But then my internal rationalizer started reminding me that I should love who I am and where I am at. Numbers don’t define me, right?* The scale. The size 16 pants that were getting tighter and tighter. Those don’t matter! Body positivity! Love the skin you’re in! Hug those curves, right?

And of course, telling myself that I just have a large frame and that I’m curvy. But I wasn’t always that way.

Once upon a time I was a teenager who thought her 135 pounds was 20 pounds too much. Once upon a time I had killer abs I didn’t even have to work that hard for (just ask my sister).

What happened?

Well, like many people, I had children, grew older, and my health changed. I focused on nurturing my kids and focusing on my career. I accepted where I was and justified it with every excuse I could muster.

Now… before you think I’m going to get all self-help positive preachy on you, remember that I’m the queen of self-deprecation and sarcasm. My classroom has a cheeky sign that reads: “When you wish upon a star, you’re about a million years too late. That star is dead just like your dreams.”

But what I’ve found interesting in the past year is how we live and think in extremes rather than embracing the area where both seemingly diametric realities actually coexist in truth. I can be body positive while also changing my body.

And now looking back, I see how I believed my own lies about myself for so many years and thought I felt better than I really did. I had become complacent.

So, last September I did something about it. I originally intended to be on a strict plan to keep myself from gaining a bunch of weight during the lockdown. I really didn’t expect to change that much — maybe lose 15 pounds and plateau like usual. But then 15 turned into 20 and 20 into 30… and soon I found that maybe my pie-in-the-sky goal of losing 80 pounds could actually be a reality… and I kept going. Longer than I wanted, to be frank. In February 2021 I remember planning to reach my goal by June 2021, but June came and went. Plateau. Summer and the 170 pound plateau continued into the stress of returning to in-person teaching.

Sooo… here I am. November 2021. Over one year since the change began. Not at my goal, but still pushing forward. Sure, the fat may be gone from my cheeks, revealing wrinkles that had been stretched out for so long, but that’s a small price to pay for feeling great about myself again. And I can’t help it if now I roll my eyes a bit when I hear people spouting body positivity mantras—been there done that. I have always loved my body, but I refuse to use that as a mask for not facing what I don’t like about it.

With the holidays approaching, I’m not going to fret. Just keep doing what I’m doing and realizing that this last 20 may or may not happen—and that’s okay. I’ll know when I’m ready for the next change and the next and the next. I know the answers have been inside me all along, but it just took a while to remind myself of that.

It looks like year 42 really has been the answer to life, the universe, and everything.

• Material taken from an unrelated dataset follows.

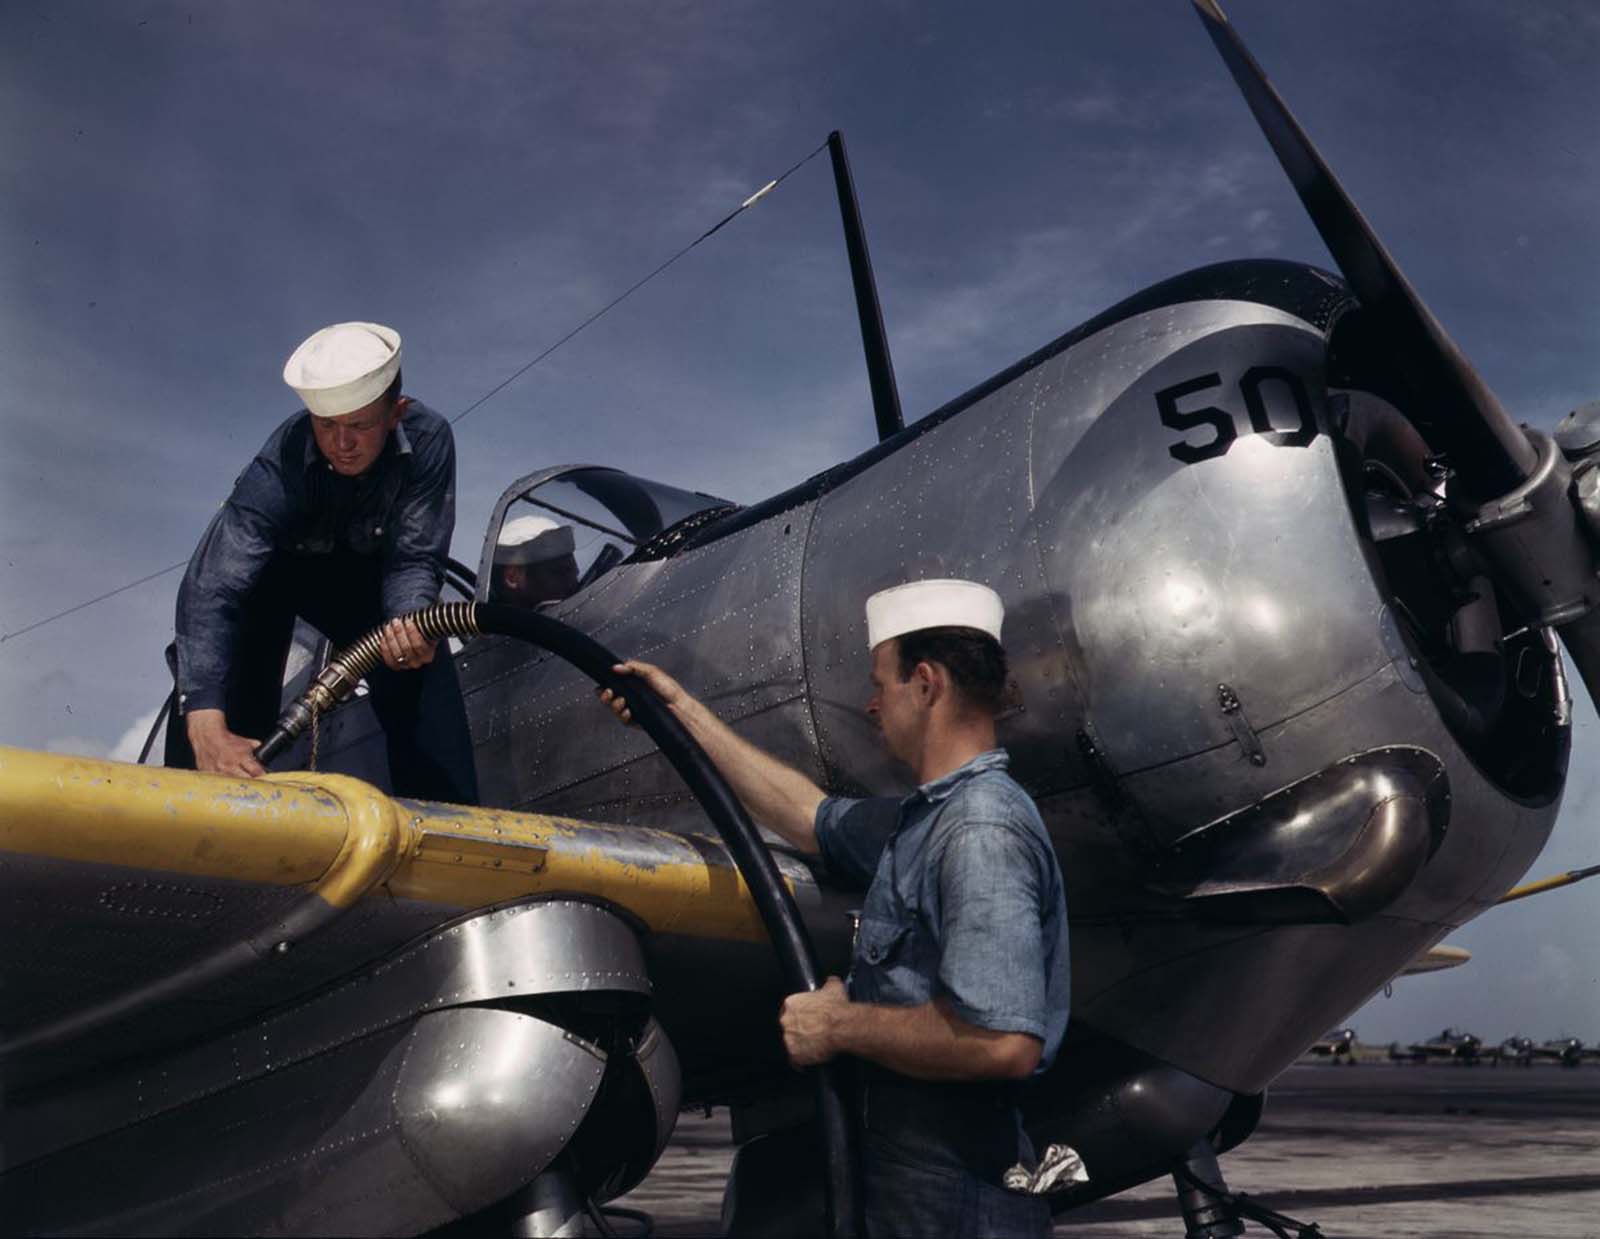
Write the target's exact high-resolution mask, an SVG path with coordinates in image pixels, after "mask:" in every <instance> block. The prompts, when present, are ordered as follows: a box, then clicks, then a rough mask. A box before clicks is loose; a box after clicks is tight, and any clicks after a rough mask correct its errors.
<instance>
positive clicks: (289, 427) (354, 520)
mask: <svg viewBox="0 0 1600 1239" xmlns="http://www.w3.org/2000/svg"><path fill="white" fill-rule="evenodd" d="M310 416H312V415H310V413H307V411H306V410H301V411H299V413H296V415H294V416H293V418H290V419H288V421H285V423H283V424H282V426H278V427H277V429H275V431H274V432H272V434H270V435H269V437H267V442H266V443H264V445H262V448H261V451H258V453H256V458H254V459H253V461H251V463H250V464H248V466H246V467H245V472H243V474H240V475H238V480H237V482H235V483H234V493H232V495H229V498H227V503H224V504H222V509H221V511H219V512H218V514H216V515H214V517H213V519H211V523H210V525H208V527H206V531H205V535H203V536H202V538H200V546H197V547H195V552H194V557H192V559H190V560H189V571H186V573H184V581H182V584H181V586H179V587H178V708H179V711H184V712H186V711H192V709H221V708H222V704H224V698H226V692H227V672H229V663H230V660H232V653H234V640H235V636H237V632H238V615H240V608H242V607H243V605H245V599H246V597H248V595H250V591H251V589H253V587H254V584H256V581H258V579H259V578H261V573H262V571H264V570H266V567H267V563H269V562H270V560H272V557H274V555H277V554H301V555H326V554H333V552H336V551H349V552H355V554H362V555H379V557H381V560H382V611H384V618H386V620H392V618H394V616H397V615H405V613H406V611H414V610H416V608H418V607H426V605H429V603H430V602H434V600H437V599H438V589H440V584H442V583H443V579H445V557H446V555H448V554H450V535H451V533H453V531H454V527H456V445H454V439H453V435H451V432H450V423H448V421H445V419H443V418H442V416H438V415H437V413H434V411H432V410H429V408H426V407H424V405H421V403H419V402H416V400H413V402H411V403H410V405H406V408H405V411H403V413H402V415H400V424H398V426H395V429H394V434H390V435H389V442H387V443H384V450H382V453H379V456H378V459H376V463H374V464H373V467H371V469H368V471H366V472H365V474H362V475H360V477H342V475H341V474H336V472H334V471H333V466H330V464H328V461H326V459H325V458H323V455H322V451H320V450H318V448H317V439H315V435H314V434H312V427H310Z"/></svg>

Left: Me one year ago after losing about 20 pounds; Right: Me today after losing 60 pounds

*Additional explanation: Thanks for all the positive feedback from this post. I truly appreciate it. To clarify, I want to stress that your body weight IS an important number, but it is not the only one we should fixate on. Our overall health and well-being is made up of so many measures — most of them are numbers. So let’s not be dismissive of keeping track of our weight while also not obsessing on the number. I can keep track of my pant size while not obsessing on it — the same way I can keep track of my blood pressure, resting heart rate, calories consumed, and miles walked. For a while I supposedly embraced who I was and focused too much on my “feelings” rather than the facts, which led to the realization about the useless weight I was hauling around in the name of “body positivity.” To all things, there is a balance. So kick some ass, keep an eye on your numbers, and make incremental changes. The journey is long, but the view is worth it.